|Title||THE LAMBNESIA EPIDEMIC|
|Brand||MEAT & LIVESTOCK AUSTRALIA|
|Product / Service||LAMB|
|Category||C01. Integrated Media Campaign|
|Entrant||UM Sydney, AUSTRALIA|
|Media Agency 2||UM Sydney, AUSTRALIA|
|Entrant Company||UM Sydney, AUSTRALIA|
|Media Agency||UM Sydney, AUSTRALIA|
|Jennifer Williams||Haussmann||Client Service Manager|
|Kelly Howard||Bmf||Account Director|
|Aaron Quirk||Connect||Head Of Integration|
|Andrew Cox||Mla||Domestic Marketing Manager|
|Ben Gibbs||Um Australia||Trader|
|Tobias Young||Um Australia||Investment Manager|
|Simon Grace||Um Australia||Investment Director|
|Ed Passarotti||Um Australia||Account Manager|
|Hugo Cutrone||Um Australia||Communications Director|
|David Gray||Um Australia||Strategist|
One in 2 grocery buyers was exposed to Lambnesia; one in 23 watched the TV program and one in 40 took the National Lambnesia Test. Test results confirmed 294,000 cases of Lambnesia and thanks to the social traction of the idea conversations about Lamb doubled. The Lambnesia epidemic sent people rushing for a cure to their un-Australian thoughts: • The number of people that believe Lamb is the patriotic choice on Australia Day increased by 25% - from 77% to a massive 96% of the population. • Sales of Lamb increased by 48%.
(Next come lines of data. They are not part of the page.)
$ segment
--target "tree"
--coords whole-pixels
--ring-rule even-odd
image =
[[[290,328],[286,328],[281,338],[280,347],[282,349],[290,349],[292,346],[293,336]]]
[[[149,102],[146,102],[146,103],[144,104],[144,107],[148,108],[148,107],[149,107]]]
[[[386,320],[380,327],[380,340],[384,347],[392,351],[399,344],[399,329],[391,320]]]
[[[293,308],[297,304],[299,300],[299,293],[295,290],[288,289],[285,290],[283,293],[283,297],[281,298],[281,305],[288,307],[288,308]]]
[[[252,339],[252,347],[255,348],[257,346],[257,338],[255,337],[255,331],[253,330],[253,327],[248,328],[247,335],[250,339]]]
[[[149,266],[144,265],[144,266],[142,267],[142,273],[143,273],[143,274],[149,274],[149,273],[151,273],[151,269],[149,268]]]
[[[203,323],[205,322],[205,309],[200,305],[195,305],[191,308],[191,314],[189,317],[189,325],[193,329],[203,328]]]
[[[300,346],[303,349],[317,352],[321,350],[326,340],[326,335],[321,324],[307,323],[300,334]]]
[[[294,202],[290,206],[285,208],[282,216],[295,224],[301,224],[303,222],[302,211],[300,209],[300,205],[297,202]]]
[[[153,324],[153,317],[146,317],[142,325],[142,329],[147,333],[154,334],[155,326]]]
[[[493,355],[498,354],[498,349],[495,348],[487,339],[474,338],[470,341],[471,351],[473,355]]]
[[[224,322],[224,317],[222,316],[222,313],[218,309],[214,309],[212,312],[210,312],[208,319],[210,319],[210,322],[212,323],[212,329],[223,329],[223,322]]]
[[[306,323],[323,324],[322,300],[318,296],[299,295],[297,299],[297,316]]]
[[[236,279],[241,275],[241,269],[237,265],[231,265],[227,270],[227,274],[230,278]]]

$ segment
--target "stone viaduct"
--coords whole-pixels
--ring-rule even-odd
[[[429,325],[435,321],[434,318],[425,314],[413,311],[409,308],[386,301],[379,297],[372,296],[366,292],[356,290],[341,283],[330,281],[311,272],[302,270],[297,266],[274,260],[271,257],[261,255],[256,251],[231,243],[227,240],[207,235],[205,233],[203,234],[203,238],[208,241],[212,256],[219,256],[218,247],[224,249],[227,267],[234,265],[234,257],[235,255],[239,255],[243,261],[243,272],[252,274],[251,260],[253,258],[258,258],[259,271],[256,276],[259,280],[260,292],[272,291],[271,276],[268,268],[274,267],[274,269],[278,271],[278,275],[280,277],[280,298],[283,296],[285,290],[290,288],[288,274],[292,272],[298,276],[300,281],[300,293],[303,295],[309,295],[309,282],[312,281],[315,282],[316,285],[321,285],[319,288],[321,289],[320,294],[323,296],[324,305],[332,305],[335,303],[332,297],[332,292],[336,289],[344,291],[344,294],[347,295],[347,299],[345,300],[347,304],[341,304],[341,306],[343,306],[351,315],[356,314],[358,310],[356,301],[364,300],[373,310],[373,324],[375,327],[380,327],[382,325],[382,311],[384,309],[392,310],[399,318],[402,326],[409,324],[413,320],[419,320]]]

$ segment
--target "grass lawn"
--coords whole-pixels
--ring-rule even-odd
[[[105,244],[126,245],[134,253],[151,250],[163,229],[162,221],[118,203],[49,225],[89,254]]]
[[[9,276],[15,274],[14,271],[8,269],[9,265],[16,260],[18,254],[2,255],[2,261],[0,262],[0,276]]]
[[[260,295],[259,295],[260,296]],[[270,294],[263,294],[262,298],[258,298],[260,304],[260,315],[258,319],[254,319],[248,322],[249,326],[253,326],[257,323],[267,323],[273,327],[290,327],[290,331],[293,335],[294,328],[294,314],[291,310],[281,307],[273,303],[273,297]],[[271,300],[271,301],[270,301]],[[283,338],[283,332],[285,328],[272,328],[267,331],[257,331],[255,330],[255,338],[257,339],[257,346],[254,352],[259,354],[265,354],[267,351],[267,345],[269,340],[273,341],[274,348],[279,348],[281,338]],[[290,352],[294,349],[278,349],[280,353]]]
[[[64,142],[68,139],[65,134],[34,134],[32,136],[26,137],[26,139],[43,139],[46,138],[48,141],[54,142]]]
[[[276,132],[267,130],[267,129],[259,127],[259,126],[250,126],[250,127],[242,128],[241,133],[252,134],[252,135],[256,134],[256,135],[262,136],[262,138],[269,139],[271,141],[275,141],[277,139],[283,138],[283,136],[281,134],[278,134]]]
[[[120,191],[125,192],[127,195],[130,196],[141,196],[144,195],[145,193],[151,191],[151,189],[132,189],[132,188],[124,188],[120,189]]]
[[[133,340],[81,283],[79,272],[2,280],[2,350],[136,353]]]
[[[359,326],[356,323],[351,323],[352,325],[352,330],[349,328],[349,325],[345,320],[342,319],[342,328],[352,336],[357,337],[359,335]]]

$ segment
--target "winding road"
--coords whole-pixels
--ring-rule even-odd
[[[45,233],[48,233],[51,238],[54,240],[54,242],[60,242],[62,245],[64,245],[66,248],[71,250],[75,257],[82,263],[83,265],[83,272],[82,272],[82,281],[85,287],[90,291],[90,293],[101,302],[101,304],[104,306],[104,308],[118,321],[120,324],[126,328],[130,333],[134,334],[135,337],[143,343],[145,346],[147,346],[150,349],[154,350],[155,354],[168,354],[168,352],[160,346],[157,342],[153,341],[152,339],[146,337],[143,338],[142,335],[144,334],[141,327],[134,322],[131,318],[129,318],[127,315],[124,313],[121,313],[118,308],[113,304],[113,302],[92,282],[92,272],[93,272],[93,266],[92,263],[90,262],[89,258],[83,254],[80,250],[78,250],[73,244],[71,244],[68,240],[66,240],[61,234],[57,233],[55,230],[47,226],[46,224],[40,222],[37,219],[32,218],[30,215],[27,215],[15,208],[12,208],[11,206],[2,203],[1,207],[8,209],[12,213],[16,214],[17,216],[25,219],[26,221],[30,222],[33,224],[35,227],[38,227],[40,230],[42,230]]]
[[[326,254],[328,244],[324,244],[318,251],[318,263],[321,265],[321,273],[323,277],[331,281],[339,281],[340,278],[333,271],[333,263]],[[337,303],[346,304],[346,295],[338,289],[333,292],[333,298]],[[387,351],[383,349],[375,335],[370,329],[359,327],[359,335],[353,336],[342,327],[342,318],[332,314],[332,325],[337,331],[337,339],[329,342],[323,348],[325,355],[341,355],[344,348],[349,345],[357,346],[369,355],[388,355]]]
The first infection: Live on TV Lamb’s famous ambassador Sam Kekovich was knocked out in a seemingly innocent accident. Strange social updates hinted that something was wrong. Content seeped into the media and sparked public concern. Our most loved Australian was acting… well un-Australian. Lambnesia had struck. The epidemic: Media was used to warn Australians of the contagious nature of Lambnesia. Outdoor and point-of-sale posters targeted people in areas of congestion, high frequency radio & digital kept the threat ever-present, and social seeding spread the paranoia. A TV program was even created to highlight the early warning signs of the disease. The treatment: The National Lambnesia Test was created to diagnose un-Australian behaviour. Social channels were used to enlist examinees and spread the results, whilst street teams picked on worried pedestrians. The test prescribed the only cure to Lambnesia: a healthy dose of Lamb.
Lamb is Australia’s favourite meat and is often eaten on our national day. But so too are sausages, burgers and meat pies. The brief: “Last year was our best ever but this one needs to be better. Just sell more Lamb on Australia Day.” Enough of asking nicely, it was time to break with conventions. The insight: No Aussie wants to feel un-Australian, especially on our national day. The request to “better” Lamb sales led to the creation of nationwide paranoia that something terribly un-Australian was taking over. The idea: The LAMBNESIA EPIDEMIC. Lambnesia is a disease that allows un-Australian thoughts to enter one’s brain. It strikes when you least expect and is highly contagious. The only known cure for Lambnesia: eating Lamb on Australia Day. From the first infection to a topic of national concern, media constructed the entire Lambnesia epidemic and prescribed Australians the cure.